SQL and R

In this report, a basic survey was performed to rate the most recent top Box Office movies. The sample taken is six-6 movies from different Genres. The basic survey taken from friends and family members.

Technologies used:

  1. PostgeSQL Database.
  2. PgAdmin 4 software to create/execute sql scripts.
  3. RPostgreSQL pakage for database connection.
  4. KableExtra for styling the output tables.

The table was created and filled with data using PgAdmin software, the SQL script is attached to this assignment on the blackboard portal.


First step: Connect DB - PostgreSQL to RStudio.

#Connect postgresql db to Rstudio
require("RPostgreSQL")
## Loading required package: RPostgreSQL
## Loading required package: DBI
pw <- {
  "yahia2010"
}
drv <- dbDriver("PostgreSQL")
con <- dbConnect(drv, dbname = "movies_rating",
                 host = "localhost",
                 port = 5432,
                 user = "postgres",
                 pw)
# clearing the pw 
rm(pw)
#check if the database is connected
dbExistsTable(con, "movie_rating")
## [1] TRUE
library(kableExtra)

# return the table 
dtab = dbGetQuery(con, "select * from movie_rating")
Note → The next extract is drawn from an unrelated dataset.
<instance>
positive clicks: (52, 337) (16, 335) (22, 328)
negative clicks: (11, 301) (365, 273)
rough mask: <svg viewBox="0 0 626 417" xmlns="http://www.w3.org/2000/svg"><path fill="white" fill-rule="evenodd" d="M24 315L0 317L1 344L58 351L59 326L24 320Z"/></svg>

dtab %>% kable() %>% kable_styling(bootstrap_options = c("striped", "hover", "condensed", "responsive")) %>% scroll_box(width="100%",height="300px")
movie_name movie_year movie_rating
Angel Has Fallen 2019 5
Good Boys 2019 3
The Lion King 2019 5
Overcommer 2019 1
Spider-Man: Far From Home 2019 5
The Angry Birds Movie 2 2019 4
Brain On Fire 2019 NA
Brain On Fire 2019 NA
Brain On Fire 2019 NA
## here we have to clean the data set first before we start to analyise it.
str(dtab)
## 'data.frame':    9 obs. of  3 variables:
##  $ movie_name  : chr  "Angel Has Fallen" "Good Boys" "The Lion King" "Overcommer" ...
##  $ movie_year  : chr  "2019" "2019" "2019" "2019" ...
##  $ movie_rating: int  5 3 5 1 5 4 NA NA NA
#The results of complete.cases() is a logical vector with the value TRUE for rows that are complete, and FALSE for rows that have some NA values. To remove the rows with missing data
complete.cases(dtab)
## [1]  TRUE  TRUE  TRUE  TRUE  TRUE  TRUE FALSE FALSE FALSE
# Here we delete the last two rows from the dataset
#clean_data <- dtab[complete.cases(dtab), ]
#str(clean_data)

## we can use na.omit() function to omit all rows that contain NA values
clean_data <- na.omit(dtab)
clean_data  %>% kable() %>% kable_styling(bootstrap_options = c("striped", "hover", "condensed", "responsive")) %>% scroll_box(width="100%",height="300px")
movie_name movie_year movie_rating
Angel Has Fallen 2019 5
Good Boys 2019 3
The Lion King 2019 5
Overcommer 2019 1
Spider-Man: Far From Home 2019 5
The Angry Birds Movie 2 2019 4
## Building a dotplot graph to illustrate the data
require(ggplot2)
## Loading required package: ggplot2
ggplot(clean_data, aes(x = movie_rating, y = movie_name)) + geom_boxplot() + theme_bw()

# close the connection
dbDisconnect(con)
## [1] TRUE